Zed Attack Proxy (ZAP)

[psiinon]

The Zed Attack Proxy (ZAP) is a penetration test tool designed to be used to make web applications more secure.

While ZAP can detect some security issues automatically, it is primarily designed to help you find security vulnerabilities manually.

Unlike some security tools it is designed to be used by people with a wide range of security experience.

As such it is ideal for developers and functional testers who a new to penetration testing.

Some of ZAP's features:

• Intercepting proxy
• Automated scanner
• Passive scanner
• Spider

Some of ZAP's characteristics:

• Easy to install (just requires java 1.6)
• Ease of use a priority
• Comprehensive help pages
• Under active development
• Open source
• Free (no paid for 'Pro' version)
• Cross platform
• Involvement actively encouraged

ZAP is a fork of the well regarded Paros Proxy.
Details of the changes made are here: 1.0.0

Be great if you would consider including it on Backtrack.

Many thanks,

Psiinon

[thorin]

Pros/Cons vs Google RatProxy& SkipFish or Fiddler2 /w Watcher.

[psiinon]

My comments about Ratproxy, skipfish and Fiddler2 + Watcher are based on my current understanding of these tools - please correct me if I'm wrong about anything

To quote from RatproxyDoc - ratproxy - Project documentation - Project Hosting on Google Code "Ratproxy is a semi-automated, largely passive web application security audit tool. It is meant to complement active crawlers and manual proxies...".
It only provides a command line interface and does not provide an interactive UI .
In the default mode it "may be safely employed against production systems".

ZAP is more aggressive. While it can do some passive scanning the main scanning is active. It is typically run as an interactive UI and acts as an intercepting proxy, so you can change requests dynamically.
I would not recommend running it against production systems

Skipfish is a "A fully automated, active web application security reconnaissance tool".
It only provides a command line interface and does not provide an interactive UI .

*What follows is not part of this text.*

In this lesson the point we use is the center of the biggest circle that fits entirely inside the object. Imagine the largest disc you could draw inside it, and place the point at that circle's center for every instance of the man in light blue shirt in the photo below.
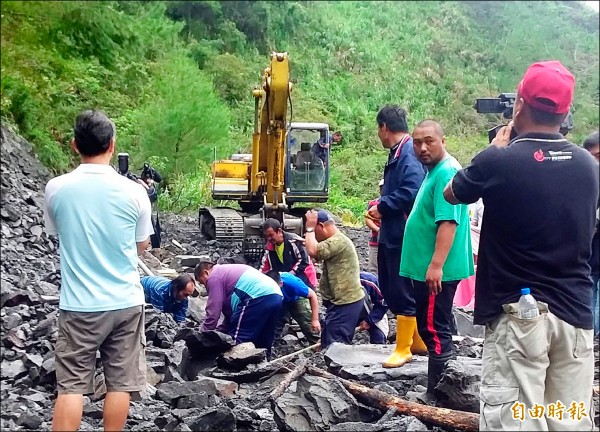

So again ZAP is an interactive UI based tool. It is not really intended to run as a purely automated scanner.
I would say that ZAP is not really a 'competitor' to Ratproxy or skipfish.

Fiddler2 obviously is a much more interactive tool and does overlap with the functionality provided by ZAP.
However as I understand it Fiddler2 + Watcher do not provide any active scanning.

I would agree that the combination of Ratproxy, skipfish, Fiddler2 + Watcher exceed the functionality currently provided by ZAP.

I guess ZAP could be seen as a integrated tool that provides all of the functionality required to perform a basic (but hopefully effective) pentest on a web application.
As I mentioned before its suitable for people who are relatively new to pentesting.
An experienced pentester will be well versed in the tools you mentioned, as well as tools like the Burp Suite and WebScarab.
ZAP is not really aimed at such people, although I'm sure they can have a quick look at the functionality it provides and work out if it could fit into their toolbox. They might find it useful for an initial assessment before breaking out the specialist tools.

Does that answer your question?

Psiinon

[thorin]

Thanks Psiinon, good summary!

[SWFu64]

I've started using this over paros proxy now. It's an invaluable tool when testing Flash applications for SQL Injection issues.

[psiinon]

I've started using this over paros proxy now. It's an invaluable tool when testing Flash applications for SQL Injection issues.

Hi SWFu64,

Glad you like it
If you (or anyone else) have any feedback about ZAP I'd be really interested in hearing it, either via this thread or the developer group.
e.g. what do you like, dislike?
How do you think it could be improved?
I've got a long list of ways I'd like to improve it (some of them documented here), but I also want it to be as widely used as possible, so I want the people who use it to have a big say in how it develops.

Many thanks,

Psiinon

[Archangel-Amael]

EDIT: Ok this was me being stupid.
I got it to work thanks to the help of SWFu on irc.

EDIT: This should be in the repos soon.

[psiinon]

Thats great

FYI ZAP has now been accepted as an OWASP project, and its new home page is here: OWASP Zed Attack Proxy Project - OWASP

Many thanks,

Psiinon

[brtw2003]

just a quick note, anyone wondering why the zap.sh shell script is not working:

Code:

wget -q http://zaproxy.googlecode.com/files/ZAP_1.0.0b_installation.tar.gz
cd /pentest/web && tar xf ZAP_1.0.0b_installation.tar.gz
cd zap && dos2unix zap.sh
sh zap.sh

...wonderful world of special characters
/brtw2003

[Archangel-Amael]

just a quick note, anyone wondering why the zap.sh shell script is not working:

Code:

wget -q http://zaproxy.googlecode.com/files/ZAP_1.0.0b_installation.tar.gz
cd /pentest/web && tar xf ZAP_1.0.0b_installation.tar.gz
cd zap && dos2unix zap.sh
sh zap.sh

...wonderful world of special characters
/brtw2003

While that may help for those who download and install, this will not be necessary once this is in the repos.